Emily Ammerman · Accepted Answer

#(3/2,0)# is the only point of inflection

# f(x) = 2x(2x-3)^3 # graph{2x(2x-3)^3 [-2, 5, -11, 11]} Using the product rule and chain rule we have; # f'(x) = (2x)3(2x-3)^2(2) + (2)(2x-3)^3 # # :. f'(x) = 12x(2x-3)^2 + 2(2x-3)^3 # # :. f'(x) = (2x-3)^2(12x + 2(2x-3)) # # :. f'(x) = (2x-3)^2(12x + 4x - 6)) # # :. f'(x) = (2x-3)^2(16x - 6) # # :. f'(x) = 2(2x-3)^2(8x - 3) # .... [1] At critical points (min/max/poi) then # f'(x) = 0 # # f'(x) = 0 -> 2(2x-3)^2(8x - 3) = 0# # :. x=3/8,3/2 # To determine the nature of these points we need to examine the second derivative to see if f'(x) is increasing (min), decreasing (max) or 0 (inflection): Differentiating [1] wrt #x# we get; # f''(x) = (2(2x-3)^2)(8) + (2(2)(2x-3)(2))(8x - 3) # # :. f''(x) = 16(2x-3)^2 + 8(2x-3)(8x - 3) # When # x=3/8 => f''(3/8) = 16(6/8-3)^2 > 0 # (ie min) When # x=3/2 => f''(3/2) = 0 # (ie poi) When # x=3/2 => f(3/2) = 0 # Hence #(3/2,0)# is the only point of inflection

Adam Adkins · Answer

undefined To find the points of inflection of $ f(x) = 2x(2x-3)^3 $, you first need to find the second derivative of the function.
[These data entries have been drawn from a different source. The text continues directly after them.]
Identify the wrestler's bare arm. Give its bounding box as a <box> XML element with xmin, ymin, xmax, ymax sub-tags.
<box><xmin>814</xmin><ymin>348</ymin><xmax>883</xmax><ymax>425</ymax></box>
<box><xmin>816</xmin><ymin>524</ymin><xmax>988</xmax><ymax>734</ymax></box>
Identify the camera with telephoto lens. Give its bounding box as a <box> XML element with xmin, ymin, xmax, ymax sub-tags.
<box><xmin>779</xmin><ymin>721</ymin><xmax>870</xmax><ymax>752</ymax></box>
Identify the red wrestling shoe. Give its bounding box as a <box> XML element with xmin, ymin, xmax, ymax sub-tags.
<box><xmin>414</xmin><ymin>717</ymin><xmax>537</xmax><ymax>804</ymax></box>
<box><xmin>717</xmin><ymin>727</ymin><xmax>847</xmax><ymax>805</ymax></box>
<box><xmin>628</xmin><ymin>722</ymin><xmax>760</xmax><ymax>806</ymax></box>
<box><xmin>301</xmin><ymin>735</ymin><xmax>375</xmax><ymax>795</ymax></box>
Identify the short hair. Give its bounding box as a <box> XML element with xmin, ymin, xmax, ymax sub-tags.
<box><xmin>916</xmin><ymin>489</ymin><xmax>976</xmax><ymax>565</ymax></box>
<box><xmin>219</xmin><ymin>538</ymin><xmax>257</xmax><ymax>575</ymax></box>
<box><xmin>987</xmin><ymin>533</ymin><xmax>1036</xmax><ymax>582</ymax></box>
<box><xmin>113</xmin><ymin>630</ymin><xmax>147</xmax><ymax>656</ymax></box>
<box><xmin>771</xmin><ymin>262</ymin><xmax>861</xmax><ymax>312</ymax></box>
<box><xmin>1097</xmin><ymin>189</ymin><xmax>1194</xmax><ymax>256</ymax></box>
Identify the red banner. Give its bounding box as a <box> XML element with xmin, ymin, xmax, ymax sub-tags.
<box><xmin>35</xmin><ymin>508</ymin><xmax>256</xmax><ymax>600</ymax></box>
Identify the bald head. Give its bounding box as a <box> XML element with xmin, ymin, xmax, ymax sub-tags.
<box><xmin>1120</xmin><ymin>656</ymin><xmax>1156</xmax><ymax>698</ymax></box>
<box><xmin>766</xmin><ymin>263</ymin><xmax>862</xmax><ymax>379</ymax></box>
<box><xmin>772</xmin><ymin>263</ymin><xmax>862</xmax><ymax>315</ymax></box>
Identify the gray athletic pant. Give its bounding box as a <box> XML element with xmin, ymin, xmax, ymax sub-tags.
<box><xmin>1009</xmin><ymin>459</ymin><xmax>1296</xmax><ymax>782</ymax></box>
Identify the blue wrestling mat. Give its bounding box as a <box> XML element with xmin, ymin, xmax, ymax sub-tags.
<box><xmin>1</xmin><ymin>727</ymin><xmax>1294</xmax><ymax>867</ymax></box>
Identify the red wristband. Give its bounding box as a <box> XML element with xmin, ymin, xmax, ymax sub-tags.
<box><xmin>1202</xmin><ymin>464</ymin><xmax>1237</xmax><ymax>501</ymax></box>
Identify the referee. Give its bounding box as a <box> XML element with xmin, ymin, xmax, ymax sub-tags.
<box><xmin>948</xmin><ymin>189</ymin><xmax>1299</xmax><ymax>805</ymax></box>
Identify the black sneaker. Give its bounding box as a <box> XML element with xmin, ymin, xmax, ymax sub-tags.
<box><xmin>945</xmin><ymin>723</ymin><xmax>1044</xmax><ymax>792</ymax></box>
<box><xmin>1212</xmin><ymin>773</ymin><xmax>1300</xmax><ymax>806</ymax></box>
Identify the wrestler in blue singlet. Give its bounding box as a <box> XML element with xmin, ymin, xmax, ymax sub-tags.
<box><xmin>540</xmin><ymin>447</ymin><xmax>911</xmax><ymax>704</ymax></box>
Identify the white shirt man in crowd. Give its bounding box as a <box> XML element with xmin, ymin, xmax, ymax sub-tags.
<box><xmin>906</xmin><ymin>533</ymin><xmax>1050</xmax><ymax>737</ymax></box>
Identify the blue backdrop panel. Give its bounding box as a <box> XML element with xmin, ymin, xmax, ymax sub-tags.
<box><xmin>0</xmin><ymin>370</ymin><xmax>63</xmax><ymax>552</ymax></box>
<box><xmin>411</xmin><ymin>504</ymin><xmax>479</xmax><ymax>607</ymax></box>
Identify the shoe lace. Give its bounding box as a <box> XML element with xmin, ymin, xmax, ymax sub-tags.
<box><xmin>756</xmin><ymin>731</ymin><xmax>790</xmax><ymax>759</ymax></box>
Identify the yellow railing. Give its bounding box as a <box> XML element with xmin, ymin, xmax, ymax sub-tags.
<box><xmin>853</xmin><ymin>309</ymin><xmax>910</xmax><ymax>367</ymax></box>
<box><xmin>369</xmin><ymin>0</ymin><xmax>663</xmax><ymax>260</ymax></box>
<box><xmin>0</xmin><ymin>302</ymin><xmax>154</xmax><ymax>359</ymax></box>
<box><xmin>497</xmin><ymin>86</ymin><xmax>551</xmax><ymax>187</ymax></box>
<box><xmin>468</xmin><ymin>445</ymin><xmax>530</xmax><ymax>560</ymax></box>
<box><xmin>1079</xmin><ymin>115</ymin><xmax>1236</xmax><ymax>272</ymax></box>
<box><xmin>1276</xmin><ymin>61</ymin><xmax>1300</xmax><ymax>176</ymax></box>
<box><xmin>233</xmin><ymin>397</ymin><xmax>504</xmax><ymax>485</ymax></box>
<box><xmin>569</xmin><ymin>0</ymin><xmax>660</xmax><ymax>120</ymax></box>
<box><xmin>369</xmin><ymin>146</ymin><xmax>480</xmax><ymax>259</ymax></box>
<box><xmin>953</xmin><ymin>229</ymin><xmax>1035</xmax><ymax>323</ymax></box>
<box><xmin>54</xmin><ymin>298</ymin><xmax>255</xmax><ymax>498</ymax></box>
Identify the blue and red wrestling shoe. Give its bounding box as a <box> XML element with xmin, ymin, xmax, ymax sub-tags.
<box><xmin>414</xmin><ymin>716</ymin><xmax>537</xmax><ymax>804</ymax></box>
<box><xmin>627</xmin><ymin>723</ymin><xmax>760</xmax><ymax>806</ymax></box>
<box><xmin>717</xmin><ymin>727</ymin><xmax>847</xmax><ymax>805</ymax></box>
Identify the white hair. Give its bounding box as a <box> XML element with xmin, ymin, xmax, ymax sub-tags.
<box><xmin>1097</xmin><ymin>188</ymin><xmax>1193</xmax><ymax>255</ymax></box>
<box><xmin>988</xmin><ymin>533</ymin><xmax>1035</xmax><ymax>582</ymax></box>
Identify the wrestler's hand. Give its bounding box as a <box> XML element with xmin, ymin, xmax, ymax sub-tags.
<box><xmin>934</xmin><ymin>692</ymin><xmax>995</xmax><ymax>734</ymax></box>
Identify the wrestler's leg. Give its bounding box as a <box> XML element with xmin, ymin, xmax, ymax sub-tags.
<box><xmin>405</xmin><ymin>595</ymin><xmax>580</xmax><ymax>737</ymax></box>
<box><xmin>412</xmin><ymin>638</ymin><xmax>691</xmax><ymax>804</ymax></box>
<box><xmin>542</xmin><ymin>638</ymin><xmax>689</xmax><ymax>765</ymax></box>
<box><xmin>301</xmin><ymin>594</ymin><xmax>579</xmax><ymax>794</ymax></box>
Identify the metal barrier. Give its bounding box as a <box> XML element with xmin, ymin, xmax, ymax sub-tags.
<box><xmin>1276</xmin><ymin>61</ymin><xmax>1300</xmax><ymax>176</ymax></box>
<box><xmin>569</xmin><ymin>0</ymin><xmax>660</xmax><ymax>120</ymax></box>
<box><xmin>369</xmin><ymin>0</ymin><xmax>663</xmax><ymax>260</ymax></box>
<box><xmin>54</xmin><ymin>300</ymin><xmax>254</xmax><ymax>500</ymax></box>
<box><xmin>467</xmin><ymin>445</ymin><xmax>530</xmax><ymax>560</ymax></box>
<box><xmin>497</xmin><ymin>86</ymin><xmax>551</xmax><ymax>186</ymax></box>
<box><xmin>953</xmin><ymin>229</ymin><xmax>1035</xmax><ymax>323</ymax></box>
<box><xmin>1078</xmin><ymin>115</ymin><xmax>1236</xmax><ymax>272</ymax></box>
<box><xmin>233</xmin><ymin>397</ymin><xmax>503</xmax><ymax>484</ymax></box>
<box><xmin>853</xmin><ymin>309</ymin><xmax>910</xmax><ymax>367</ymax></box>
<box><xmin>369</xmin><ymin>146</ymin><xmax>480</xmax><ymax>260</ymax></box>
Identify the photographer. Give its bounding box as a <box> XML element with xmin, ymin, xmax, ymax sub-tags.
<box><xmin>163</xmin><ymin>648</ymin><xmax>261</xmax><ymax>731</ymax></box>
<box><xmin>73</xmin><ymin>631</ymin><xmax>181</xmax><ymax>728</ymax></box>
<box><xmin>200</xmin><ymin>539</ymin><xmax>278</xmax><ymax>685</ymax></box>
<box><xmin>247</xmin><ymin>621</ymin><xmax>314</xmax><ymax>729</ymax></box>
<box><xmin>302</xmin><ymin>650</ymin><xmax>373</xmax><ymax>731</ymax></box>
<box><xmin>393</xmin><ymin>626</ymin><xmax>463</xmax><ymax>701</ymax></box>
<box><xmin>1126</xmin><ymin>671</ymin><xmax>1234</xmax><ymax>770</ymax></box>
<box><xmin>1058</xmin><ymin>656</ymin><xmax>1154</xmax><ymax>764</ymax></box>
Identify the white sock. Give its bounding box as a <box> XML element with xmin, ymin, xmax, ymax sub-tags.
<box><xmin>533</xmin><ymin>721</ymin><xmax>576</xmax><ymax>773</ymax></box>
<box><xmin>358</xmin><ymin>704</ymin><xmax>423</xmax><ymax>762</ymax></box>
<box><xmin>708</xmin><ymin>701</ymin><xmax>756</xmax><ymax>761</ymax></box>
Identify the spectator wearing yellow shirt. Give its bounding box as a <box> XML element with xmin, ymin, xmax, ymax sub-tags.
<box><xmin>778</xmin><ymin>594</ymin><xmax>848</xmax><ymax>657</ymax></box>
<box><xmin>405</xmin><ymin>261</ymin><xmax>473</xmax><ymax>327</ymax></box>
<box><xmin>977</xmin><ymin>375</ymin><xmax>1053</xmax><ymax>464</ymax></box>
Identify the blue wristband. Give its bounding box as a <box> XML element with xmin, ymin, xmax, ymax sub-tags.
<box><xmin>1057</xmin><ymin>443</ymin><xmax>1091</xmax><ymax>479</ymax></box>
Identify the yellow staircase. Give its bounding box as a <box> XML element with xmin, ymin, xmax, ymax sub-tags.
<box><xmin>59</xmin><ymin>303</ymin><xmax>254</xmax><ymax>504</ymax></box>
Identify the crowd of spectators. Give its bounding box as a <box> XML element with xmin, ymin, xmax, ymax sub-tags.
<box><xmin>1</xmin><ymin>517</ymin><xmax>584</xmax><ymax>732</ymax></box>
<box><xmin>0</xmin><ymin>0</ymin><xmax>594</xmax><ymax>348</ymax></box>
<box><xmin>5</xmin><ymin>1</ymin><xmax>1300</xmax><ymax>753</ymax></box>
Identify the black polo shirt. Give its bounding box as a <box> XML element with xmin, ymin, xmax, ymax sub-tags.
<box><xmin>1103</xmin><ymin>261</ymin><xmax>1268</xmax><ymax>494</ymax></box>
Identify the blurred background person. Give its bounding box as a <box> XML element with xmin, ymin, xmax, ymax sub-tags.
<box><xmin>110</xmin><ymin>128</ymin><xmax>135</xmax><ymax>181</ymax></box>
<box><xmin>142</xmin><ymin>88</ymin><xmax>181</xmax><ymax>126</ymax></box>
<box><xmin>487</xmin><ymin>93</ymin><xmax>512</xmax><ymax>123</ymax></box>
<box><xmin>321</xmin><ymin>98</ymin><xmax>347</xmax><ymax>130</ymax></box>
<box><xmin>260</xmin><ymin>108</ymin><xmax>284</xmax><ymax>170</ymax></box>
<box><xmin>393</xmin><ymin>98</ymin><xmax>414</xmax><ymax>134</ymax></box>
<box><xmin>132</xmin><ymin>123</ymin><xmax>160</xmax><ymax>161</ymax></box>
Then, set the second derivative equal to zero and solve for $ x $. Finally, determine whether these solutions correspond to points of inflection by analyzing the concavity of the function.

First derivative: 
$$ f'(x) = 2(2x-3)^3 + 2x \cdot 3(2x-3)^2 $$

Second derivative:
$$ f''(x) = 6(2x-3)^2 + 2(2x-3)^2 + 12x(2x-3) $$

Setting the second derivative equal to zero:
$$ 6(2x-3)^2 + 2(2x-3)^2 + 12x(2x-3) = 0 $$

Solving this equation will give you the potential points of inflection. After finding these $ x $ values, you can determine whether they correspond to points of inflection by checking the concavity of the function around these points using the second derivative test.